While Uber surprisingly forgot to mention the HOT optimisation, it’s not clear at all that HOT is the common case.
AFAIU as soon as an update touches an indexed column, the HOT optimisation cannot be used. And as it seems that Uber indexes a lot of columns (they talk about having a table with a dozen indexes), they might rarely benefit from HOT.
Quoting src/backend/access/heap/README.HOT: HOT solves this problem for a restricted but useful special case: where a tuple is repeatedly updated in ways that do not change its indexed columns. (Here, “indexed column” means any column referenced at all in an index definition, including for example columns that are tested in a partial-index predicate but are not stored in the index.)
It is the common case in general. But not for every table and all workloads, I agree, but then the indexes are added by you.
Knowing about HOT allows you to choose how and when you add indexes, balancing the need to minimize the write workload at the same time as optimising reads.
The number of indexes is irrelevant, this is about whether you choose to index column(s) that change with sufficient frequency that you could call that the common case.
For example, rather than indexing the exact position of each car every 1ms, it is likely sufficient to index the position of the car to within 1 mile every 1 minute. UPDATEing every 1ms would create a write workload 60,000 times higher, so that should be avoided. And UPDATEing the position to within 1 mile will likely mean most updates would not change the indexed values.
Interesting point Simon,
Do you mean there are benefits of decomposing the position into 2 fields: km + m, so that km is not updated that frequently? Do we then index only km, so that m column is filtered as additional step?
Unfortunately, hot_standby_feedback still does not work well if the replica is constantly running overlapping long-running queries that access heavily updated tables. The replication will pause so much that the lag will grow indefinitely, and/or the master will become incredibly bloated. Physical replication is good for OLTP read-replicas, proper standbys and some carefully designed batch job use cases. It is not good for using a standby as a busy multi-purpose concurrently accessed analytics database.
Hi. I don’t think it is entirely correct to claim “>=2 times”. In fact I think in practice clustered pk indirection is just as fast as direct. Here is why.
It is very common for primary keys to be something short and simple, just 8 byte integer. Arguably, most common.
So on well tuned system all or most of inner nodes of pk btree will easily fit into buffer cache. I.e. for 16 kbyte leaf nodes, and total data size of 1Tb, if we assume 32 bytes per inner btree node entry (possibly optimistic; and also ignoring up to 50% of space wastage in btree nodes) we need only 2 gbytes of ram to fit all inner nodes.

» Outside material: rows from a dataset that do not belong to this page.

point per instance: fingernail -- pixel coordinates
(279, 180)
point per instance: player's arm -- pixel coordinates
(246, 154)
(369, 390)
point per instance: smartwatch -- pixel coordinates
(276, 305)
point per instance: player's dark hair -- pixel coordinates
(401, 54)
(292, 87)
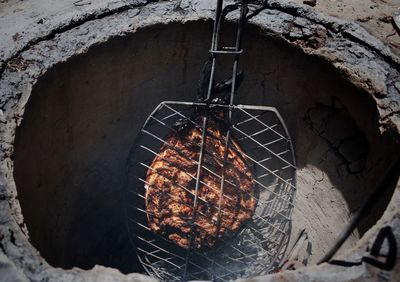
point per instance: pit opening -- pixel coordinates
(83, 116)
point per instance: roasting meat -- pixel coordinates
(170, 188)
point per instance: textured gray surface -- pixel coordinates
(40, 38)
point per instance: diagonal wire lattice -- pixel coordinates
(259, 246)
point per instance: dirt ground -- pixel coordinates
(376, 16)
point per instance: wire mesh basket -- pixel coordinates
(258, 247)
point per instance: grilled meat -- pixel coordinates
(171, 181)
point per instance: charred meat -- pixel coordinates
(170, 188)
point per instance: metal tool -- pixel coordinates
(260, 245)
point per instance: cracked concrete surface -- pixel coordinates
(45, 38)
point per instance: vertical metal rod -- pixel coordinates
(200, 164)
(243, 11)
(214, 46)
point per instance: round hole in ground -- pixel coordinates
(84, 114)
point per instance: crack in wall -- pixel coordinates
(352, 148)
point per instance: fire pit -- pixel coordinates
(94, 85)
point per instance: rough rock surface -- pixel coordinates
(44, 38)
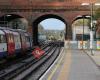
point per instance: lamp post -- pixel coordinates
(91, 24)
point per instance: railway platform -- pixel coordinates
(74, 65)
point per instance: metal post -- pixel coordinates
(83, 34)
(91, 32)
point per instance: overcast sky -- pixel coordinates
(53, 24)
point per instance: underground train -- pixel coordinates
(14, 42)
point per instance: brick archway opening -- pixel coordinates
(41, 18)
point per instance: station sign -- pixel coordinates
(82, 44)
(38, 52)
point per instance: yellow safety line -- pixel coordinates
(55, 69)
(65, 68)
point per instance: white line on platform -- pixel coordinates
(51, 65)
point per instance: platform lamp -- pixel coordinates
(91, 24)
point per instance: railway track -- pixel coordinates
(14, 70)
(18, 59)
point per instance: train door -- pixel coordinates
(3, 45)
(10, 42)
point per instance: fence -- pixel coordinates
(82, 44)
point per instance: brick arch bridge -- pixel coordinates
(32, 11)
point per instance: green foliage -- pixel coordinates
(80, 22)
(97, 14)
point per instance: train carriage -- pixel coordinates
(3, 45)
(17, 41)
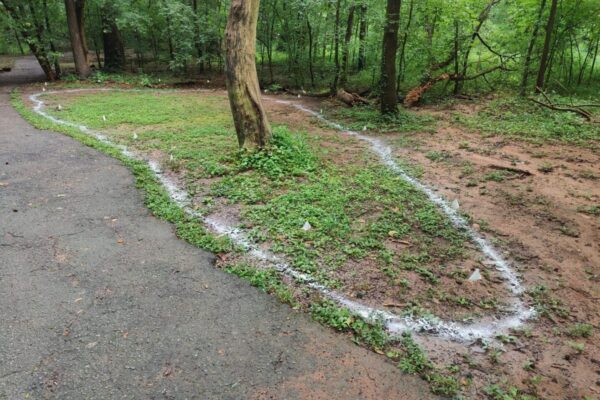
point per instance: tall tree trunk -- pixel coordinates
(197, 33)
(401, 64)
(79, 56)
(310, 52)
(80, 10)
(57, 68)
(346, 51)
(594, 59)
(362, 37)
(251, 123)
(17, 14)
(547, 41)
(114, 51)
(18, 39)
(336, 48)
(483, 16)
(534, 35)
(389, 96)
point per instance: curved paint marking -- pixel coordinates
(395, 324)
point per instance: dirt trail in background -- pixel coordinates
(101, 300)
(540, 202)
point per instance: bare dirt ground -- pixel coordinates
(540, 202)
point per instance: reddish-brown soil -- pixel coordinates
(534, 202)
(537, 215)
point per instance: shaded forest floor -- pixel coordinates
(371, 236)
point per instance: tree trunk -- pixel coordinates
(389, 97)
(401, 63)
(483, 16)
(346, 51)
(547, 41)
(80, 10)
(114, 51)
(16, 12)
(310, 52)
(57, 68)
(534, 34)
(79, 56)
(251, 123)
(362, 36)
(336, 48)
(594, 60)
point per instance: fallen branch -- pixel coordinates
(510, 169)
(350, 99)
(415, 95)
(552, 106)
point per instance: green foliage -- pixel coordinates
(497, 392)
(580, 330)
(371, 334)
(546, 305)
(286, 155)
(359, 118)
(267, 280)
(523, 119)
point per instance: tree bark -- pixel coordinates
(362, 36)
(114, 51)
(547, 41)
(346, 51)
(81, 65)
(389, 97)
(401, 63)
(534, 34)
(251, 123)
(483, 16)
(17, 13)
(336, 48)
(80, 10)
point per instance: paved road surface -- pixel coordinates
(100, 300)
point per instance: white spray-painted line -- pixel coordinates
(394, 324)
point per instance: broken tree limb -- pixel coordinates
(415, 95)
(350, 99)
(575, 110)
(511, 169)
(556, 107)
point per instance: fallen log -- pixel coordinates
(415, 95)
(351, 99)
(552, 106)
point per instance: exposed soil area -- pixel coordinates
(538, 203)
(542, 204)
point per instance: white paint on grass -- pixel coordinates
(486, 328)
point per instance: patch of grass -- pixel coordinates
(438, 156)
(520, 118)
(546, 305)
(591, 210)
(371, 334)
(496, 176)
(414, 360)
(6, 63)
(578, 347)
(546, 168)
(267, 280)
(155, 196)
(580, 330)
(497, 392)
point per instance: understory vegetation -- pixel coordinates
(327, 205)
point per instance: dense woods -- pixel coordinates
(451, 47)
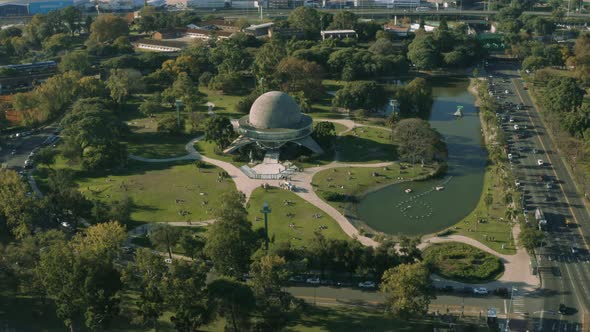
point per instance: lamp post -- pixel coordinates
(178, 106)
(265, 210)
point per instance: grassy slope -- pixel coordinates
(154, 187)
(462, 262)
(302, 217)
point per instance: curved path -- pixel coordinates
(517, 271)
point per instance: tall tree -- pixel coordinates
(17, 208)
(148, 274)
(108, 27)
(122, 83)
(233, 301)
(407, 290)
(231, 240)
(417, 141)
(219, 129)
(306, 19)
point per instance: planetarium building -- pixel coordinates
(274, 120)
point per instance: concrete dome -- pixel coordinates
(274, 109)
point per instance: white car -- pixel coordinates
(480, 290)
(313, 281)
(367, 284)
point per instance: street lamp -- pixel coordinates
(178, 106)
(265, 210)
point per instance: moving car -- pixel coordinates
(313, 281)
(367, 284)
(480, 291)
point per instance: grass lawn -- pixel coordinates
(144, 240)
(365, 144)
(462, 262)
(298, 212)
(496, 231)
(146, 142)
(354, 181)
(154, 188)
(224, 104)
(344, 318)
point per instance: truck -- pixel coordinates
(540, 217)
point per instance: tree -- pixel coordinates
(83, 283)
(76, 61)
(122, 83)
(168, 124)
(45, 156)
(382, 46)
(324, 132)
(233, 301)
(219, 129)
(164, 237)
(108, 27)
(266, 61)
(422, 52)
(186, 294)
(231, 240)
(103, 239)
(150, 107)
(147, 274)
(417, 141)
(306, 19)
(344, 20)
(531, 238)
(360, 94)
(407, 290)
(92, 135)
(295, 75)
(17, 209)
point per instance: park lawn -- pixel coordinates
(356, 181)
(207, 149)
(462, 262)
(302, 217)
(145, 141)
(354, 318)
(496, 231)
(154, 189)
(224, 104)
(366, 144)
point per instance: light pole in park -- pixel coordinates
(265, 210)
(178, 106)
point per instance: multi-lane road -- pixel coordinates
(564, 263)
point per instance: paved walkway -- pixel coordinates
(517, 271)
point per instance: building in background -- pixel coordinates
(44, 7)
(339, 34)
(14, 8)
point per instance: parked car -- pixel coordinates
(297, 279)
(313, 281)
(480, 291)
(367, 284)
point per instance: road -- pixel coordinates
(23, 147)
(564, 275)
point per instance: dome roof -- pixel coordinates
(274, 109)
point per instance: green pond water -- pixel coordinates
(426, 210)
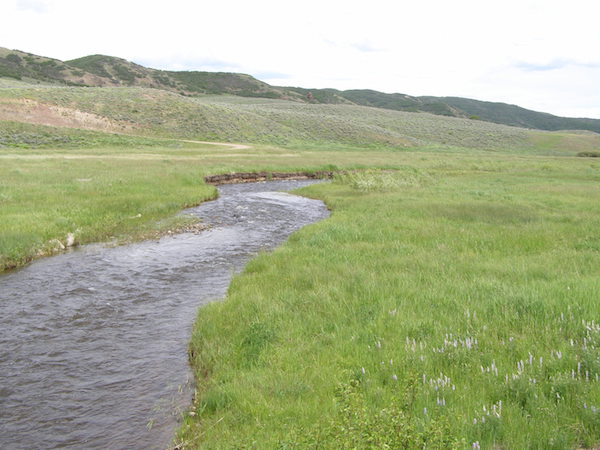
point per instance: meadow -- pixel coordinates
(447, 304)
(449, 301)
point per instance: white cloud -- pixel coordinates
(492, 50)
(37, 6)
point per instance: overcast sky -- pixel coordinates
(542, 55)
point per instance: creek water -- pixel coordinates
(93, 343)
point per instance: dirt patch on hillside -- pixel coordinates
(31, 111)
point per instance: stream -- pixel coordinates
(93, 342)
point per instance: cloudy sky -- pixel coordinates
(539, 54)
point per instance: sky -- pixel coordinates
(541, 55)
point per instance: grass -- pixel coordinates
(289, 124)
(448, 305)
(449, 301)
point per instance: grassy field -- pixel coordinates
(447, 304)
(449, 301)
(273, 122)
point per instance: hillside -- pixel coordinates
(107, 71)
(153, 112)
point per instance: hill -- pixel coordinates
(109, 71)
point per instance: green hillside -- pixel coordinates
(102, 70)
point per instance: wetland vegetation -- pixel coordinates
(449, 301)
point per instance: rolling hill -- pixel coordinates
(106, 71)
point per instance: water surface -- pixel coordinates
(93, 343)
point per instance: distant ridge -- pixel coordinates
(101, 70)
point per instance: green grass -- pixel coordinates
(450, 299)
(441, 305)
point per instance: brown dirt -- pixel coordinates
(250, 177)
(31, 111)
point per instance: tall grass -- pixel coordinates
(457, 311)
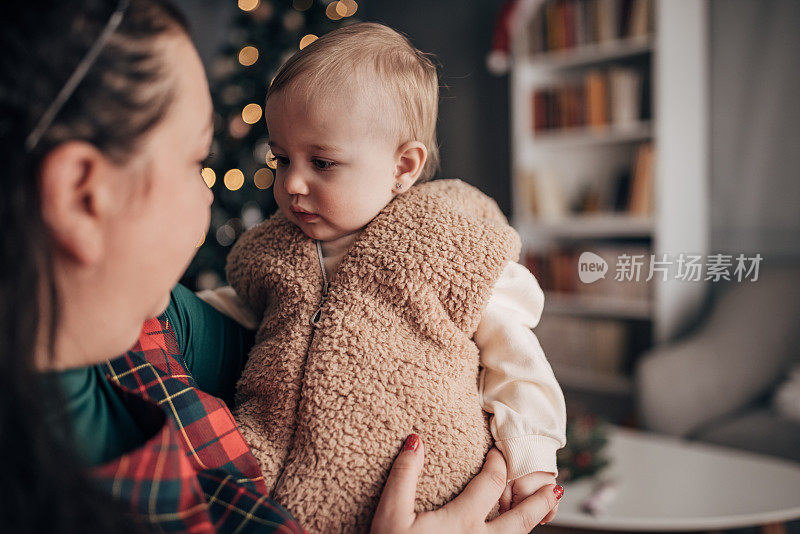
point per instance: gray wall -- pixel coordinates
(473, 116)
(755, 128)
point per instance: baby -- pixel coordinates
(386, 305)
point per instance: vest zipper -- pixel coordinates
(316, 317)
(314, 321)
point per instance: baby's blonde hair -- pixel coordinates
(406, 75)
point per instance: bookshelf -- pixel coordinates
(609, 155)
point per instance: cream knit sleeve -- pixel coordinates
(517, 384)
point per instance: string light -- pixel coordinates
(209, 176)
(251, 113)
(307, 40)
(234, 179)
(248, 55)
(248, 5)
(264, 178)
(237, 127)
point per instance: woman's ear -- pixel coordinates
(77, 199)
(410, 160)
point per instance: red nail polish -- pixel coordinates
(412, 443)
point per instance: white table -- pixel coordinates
(671, 484)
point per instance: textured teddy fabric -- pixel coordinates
(326, 409)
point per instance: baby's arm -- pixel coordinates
(517, 384)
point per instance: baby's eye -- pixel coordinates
(322, 164)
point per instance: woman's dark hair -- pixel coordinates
(123, 95)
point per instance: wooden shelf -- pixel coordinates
(601, 225)
(596, 306)
(586, 136)
(593, 381)
(592, 54)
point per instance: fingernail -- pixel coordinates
(412, 443)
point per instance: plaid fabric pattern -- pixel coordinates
(196, 473)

If we assume that inner nodes of pk btree are in ram, then fetching record by it’s primary key (very common operation, regardless of how secondary indexes work) is just one seek (fetching leaf btree node with record). About same as with direct indexes.
On the other hand, if record is in ram too, then higher cpu cost of traversing btree might be (and likely is) more visible. So in this case direct indexes may win by much.
Here I am assuming that innodb’s leaf btree nodes of primary key index actually contain records and not just their offsets. I don’t know what they really do, but I assume they’re doing it right.
Concerning “write inneficiency”, whatever you may argue that their design was at fault, HOT optimisation was useless in their case as the code source quoted by vdp explained.
And in other DBMS like Mysql or Oracle, with that same DB design, they would not have paid such a penalty.
I think PG – which is no doubt a very good DBMS – should take this Uber move with an open mind and better see it as an opportunity for improvements.
In mysql table is stored as index on Primary Key columns like index organize table in Oracle. And any reads on secondary indexes will have to fetch other table columns from that primary index in just one fetch. There is no table heap there seperately as mentioned in the blog.
Specifically, InnoDB uses index-organised tables.